Il est connu que le sport est vecteur d'intégration et d'épanouissement pour ces jeunes en difficulté, autant sociale que financière. Heureusement pour eux, les frères Timani vont trouver une magnifique issue de secours notamment grâce au rugby. Notamment car c'est dans le foot que va se lancer Sitaleki. Dans son village, le sport de prédilection était celui du ballon rond. "À 15 ans, j’ai rejoint une équipe de foot en Australie. J’y ai passé 2 années avant de revenir au lycée des Tonga et de découvrir le rugby". La suite est belle pour Timani qui quelques mois plus tard, va signer chez les jeunes de la Western Force.

Sitaleki Timani et son petit frère, Lopeti qui joue aujourd'hui à La Rochelle
Sitaleki Timani et son petit frère, Lopeti qui joue aujourd'hui à La Rochelle

Et quelle ne fut pas sa surprise lorsqu'il appris son salaire de jeune joueur : "Wouhaaa ! On peut gagner cet argent seulement en faisant un sport que l’on aime ! J’étais jeune, mais avec l’argent que l’on me promettait, je pouvais manger autant que je voulais au Tonga, m’acheter ce dont j’avais besoin et penser à ma famille en étant sûr que personne n’ait faim" se dit-il. Finalement, la fratrie Timani aura bien réussi dont les trois garçons, tout les trois rugbymen en France. Sitaleki, lui, aura d'abord fait un passage par l'Australie car après la Western Force, il aura connu des expériences chez les Brumbies ou encore chez les Waratahs. C'est ensuite en 2013 que Timani va faire son arrivé en France avec une expérience de trois saisons à Montpellier et depuis 2015, une riche expérience au sein de l'ASM où il partage le poste avec des joueurs comme Paul Jedrasiak ou encore Sébastien Vahaamahina.
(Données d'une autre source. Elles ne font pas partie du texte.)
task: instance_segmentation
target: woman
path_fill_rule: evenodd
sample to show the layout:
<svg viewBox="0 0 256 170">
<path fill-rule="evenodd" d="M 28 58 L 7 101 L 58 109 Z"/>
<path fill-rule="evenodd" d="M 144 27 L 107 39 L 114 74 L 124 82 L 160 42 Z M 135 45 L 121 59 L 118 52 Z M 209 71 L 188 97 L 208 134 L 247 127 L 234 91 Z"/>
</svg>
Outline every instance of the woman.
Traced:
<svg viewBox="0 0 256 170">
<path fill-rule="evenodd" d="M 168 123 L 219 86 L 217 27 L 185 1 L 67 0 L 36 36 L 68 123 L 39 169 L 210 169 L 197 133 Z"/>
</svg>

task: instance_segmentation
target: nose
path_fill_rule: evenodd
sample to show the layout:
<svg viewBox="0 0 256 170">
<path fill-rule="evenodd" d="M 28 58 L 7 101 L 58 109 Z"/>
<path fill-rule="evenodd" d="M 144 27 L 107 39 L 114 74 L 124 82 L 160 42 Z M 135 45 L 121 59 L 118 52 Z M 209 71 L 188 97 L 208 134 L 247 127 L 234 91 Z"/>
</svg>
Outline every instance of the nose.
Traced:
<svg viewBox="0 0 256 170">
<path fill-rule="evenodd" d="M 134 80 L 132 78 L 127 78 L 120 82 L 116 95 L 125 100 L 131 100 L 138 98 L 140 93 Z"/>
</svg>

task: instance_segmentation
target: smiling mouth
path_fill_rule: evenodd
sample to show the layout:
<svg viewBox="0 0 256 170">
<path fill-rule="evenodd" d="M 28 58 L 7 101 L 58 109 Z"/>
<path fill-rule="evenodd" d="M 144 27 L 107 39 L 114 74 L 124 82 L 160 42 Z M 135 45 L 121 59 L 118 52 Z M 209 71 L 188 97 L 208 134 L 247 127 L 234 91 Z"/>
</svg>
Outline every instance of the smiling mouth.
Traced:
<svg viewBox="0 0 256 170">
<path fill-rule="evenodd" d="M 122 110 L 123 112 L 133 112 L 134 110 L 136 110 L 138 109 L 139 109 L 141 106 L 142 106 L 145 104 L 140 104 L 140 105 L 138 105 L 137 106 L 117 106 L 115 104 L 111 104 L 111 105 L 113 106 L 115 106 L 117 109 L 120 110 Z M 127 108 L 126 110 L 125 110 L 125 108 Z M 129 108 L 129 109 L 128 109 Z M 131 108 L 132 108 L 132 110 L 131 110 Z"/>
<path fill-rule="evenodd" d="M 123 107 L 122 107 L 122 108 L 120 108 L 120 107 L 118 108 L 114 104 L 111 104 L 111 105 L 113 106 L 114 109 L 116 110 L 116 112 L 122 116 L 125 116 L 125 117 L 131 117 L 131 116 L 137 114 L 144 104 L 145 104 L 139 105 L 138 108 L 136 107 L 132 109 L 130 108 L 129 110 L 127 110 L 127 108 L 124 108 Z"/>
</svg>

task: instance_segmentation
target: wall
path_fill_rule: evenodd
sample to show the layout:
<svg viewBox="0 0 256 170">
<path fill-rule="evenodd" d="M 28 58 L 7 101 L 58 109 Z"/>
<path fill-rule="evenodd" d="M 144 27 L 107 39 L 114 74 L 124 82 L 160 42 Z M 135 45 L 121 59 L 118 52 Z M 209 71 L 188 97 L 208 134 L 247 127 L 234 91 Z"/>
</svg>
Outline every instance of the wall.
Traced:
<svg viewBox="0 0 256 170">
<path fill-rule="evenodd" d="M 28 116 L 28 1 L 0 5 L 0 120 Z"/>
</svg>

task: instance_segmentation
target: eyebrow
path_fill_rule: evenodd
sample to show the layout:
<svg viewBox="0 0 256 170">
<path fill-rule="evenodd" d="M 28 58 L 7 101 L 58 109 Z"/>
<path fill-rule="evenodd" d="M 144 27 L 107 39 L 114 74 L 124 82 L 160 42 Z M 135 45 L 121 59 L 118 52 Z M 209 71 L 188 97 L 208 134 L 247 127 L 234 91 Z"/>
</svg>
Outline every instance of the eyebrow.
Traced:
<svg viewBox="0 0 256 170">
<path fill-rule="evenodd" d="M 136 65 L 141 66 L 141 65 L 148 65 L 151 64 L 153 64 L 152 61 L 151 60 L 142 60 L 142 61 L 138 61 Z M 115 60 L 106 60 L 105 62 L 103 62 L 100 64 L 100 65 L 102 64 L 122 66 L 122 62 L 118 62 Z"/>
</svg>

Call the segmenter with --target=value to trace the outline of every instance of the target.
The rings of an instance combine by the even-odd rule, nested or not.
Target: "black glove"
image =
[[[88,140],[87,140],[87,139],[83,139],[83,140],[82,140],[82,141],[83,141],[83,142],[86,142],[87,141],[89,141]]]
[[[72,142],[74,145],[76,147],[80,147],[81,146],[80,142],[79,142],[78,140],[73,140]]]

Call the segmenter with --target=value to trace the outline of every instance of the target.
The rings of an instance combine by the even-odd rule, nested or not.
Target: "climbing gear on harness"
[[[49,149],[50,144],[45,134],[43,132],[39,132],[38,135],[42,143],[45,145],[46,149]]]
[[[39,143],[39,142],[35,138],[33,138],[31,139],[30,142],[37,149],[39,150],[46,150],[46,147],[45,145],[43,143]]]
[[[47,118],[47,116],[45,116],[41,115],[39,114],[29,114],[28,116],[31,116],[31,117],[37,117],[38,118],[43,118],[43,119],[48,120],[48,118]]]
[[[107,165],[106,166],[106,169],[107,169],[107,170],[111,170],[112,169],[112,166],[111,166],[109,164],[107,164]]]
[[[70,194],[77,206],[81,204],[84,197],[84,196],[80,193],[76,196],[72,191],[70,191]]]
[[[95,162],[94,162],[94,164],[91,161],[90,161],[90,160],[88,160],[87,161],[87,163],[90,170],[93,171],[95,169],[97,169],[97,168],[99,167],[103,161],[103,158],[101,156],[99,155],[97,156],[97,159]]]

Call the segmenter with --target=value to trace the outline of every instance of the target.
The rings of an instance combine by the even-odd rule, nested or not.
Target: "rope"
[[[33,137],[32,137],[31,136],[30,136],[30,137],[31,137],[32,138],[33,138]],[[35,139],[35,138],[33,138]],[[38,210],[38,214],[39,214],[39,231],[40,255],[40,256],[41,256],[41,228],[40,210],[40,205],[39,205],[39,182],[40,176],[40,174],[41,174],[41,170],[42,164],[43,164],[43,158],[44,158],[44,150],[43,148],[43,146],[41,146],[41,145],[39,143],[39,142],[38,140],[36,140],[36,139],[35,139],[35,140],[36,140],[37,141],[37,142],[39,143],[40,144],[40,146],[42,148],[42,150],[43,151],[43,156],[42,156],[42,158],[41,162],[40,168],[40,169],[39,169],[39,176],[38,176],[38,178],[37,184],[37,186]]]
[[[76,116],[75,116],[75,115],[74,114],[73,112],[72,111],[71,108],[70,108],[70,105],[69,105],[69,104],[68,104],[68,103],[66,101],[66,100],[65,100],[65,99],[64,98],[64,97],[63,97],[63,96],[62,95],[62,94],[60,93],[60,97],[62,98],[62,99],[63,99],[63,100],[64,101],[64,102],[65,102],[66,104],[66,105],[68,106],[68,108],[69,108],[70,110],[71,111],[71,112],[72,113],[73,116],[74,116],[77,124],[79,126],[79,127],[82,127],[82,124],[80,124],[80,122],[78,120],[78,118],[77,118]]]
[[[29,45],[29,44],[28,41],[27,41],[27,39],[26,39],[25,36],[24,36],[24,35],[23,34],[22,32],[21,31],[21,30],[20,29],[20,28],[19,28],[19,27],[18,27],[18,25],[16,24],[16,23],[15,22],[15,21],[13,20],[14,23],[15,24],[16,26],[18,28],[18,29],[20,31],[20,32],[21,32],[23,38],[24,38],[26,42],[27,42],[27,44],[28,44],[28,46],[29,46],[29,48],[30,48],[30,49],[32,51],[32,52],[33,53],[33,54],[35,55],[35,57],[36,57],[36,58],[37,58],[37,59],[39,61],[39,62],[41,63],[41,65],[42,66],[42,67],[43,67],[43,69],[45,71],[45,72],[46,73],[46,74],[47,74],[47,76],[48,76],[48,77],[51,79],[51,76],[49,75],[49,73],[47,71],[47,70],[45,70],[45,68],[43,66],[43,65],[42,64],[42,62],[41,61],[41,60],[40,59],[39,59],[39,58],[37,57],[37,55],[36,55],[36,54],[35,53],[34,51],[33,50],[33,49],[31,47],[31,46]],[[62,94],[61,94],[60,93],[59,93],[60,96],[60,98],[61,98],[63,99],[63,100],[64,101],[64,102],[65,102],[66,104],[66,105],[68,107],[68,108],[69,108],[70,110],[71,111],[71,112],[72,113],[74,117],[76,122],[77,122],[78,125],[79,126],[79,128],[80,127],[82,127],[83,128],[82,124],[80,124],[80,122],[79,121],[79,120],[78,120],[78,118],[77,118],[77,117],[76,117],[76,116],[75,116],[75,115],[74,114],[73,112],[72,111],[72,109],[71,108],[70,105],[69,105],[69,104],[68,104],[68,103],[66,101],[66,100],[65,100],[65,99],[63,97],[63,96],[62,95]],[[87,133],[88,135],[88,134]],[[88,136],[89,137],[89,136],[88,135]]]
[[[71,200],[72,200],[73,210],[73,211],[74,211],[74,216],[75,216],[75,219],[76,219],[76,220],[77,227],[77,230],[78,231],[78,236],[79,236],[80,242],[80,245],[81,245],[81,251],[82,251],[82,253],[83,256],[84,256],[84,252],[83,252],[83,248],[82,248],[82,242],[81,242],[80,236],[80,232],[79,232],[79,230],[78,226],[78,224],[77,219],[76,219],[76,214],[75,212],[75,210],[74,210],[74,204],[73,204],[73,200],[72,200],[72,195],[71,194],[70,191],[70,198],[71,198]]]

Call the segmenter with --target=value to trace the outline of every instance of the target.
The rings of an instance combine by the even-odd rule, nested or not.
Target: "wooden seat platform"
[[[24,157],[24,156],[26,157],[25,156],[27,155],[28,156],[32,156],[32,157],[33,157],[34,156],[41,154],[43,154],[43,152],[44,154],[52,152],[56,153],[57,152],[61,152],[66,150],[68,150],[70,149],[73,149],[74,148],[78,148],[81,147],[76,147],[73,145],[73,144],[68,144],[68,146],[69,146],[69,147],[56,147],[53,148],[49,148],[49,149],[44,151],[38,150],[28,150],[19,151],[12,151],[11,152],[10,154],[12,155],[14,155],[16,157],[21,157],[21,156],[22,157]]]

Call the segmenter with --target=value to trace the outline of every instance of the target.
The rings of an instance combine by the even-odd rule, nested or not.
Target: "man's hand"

Aujourd'hui, Timani garde un souvenir impérissable de son enfance semée d'embûche mais qui se sera transformée en leçon de vie : "Quand on est passé par les années que j’ai vécues, il n’est pas très difficile de se convaincre de faire les efforts nécessaires et tout donner sur le terrain afin de jouer le plus longtemps possible. Le rugby a changé ma vie de la meilleure des manières". Titulaire face à la Section Paloise, Timani aura à coeur de représenter sa famille une fois de plus.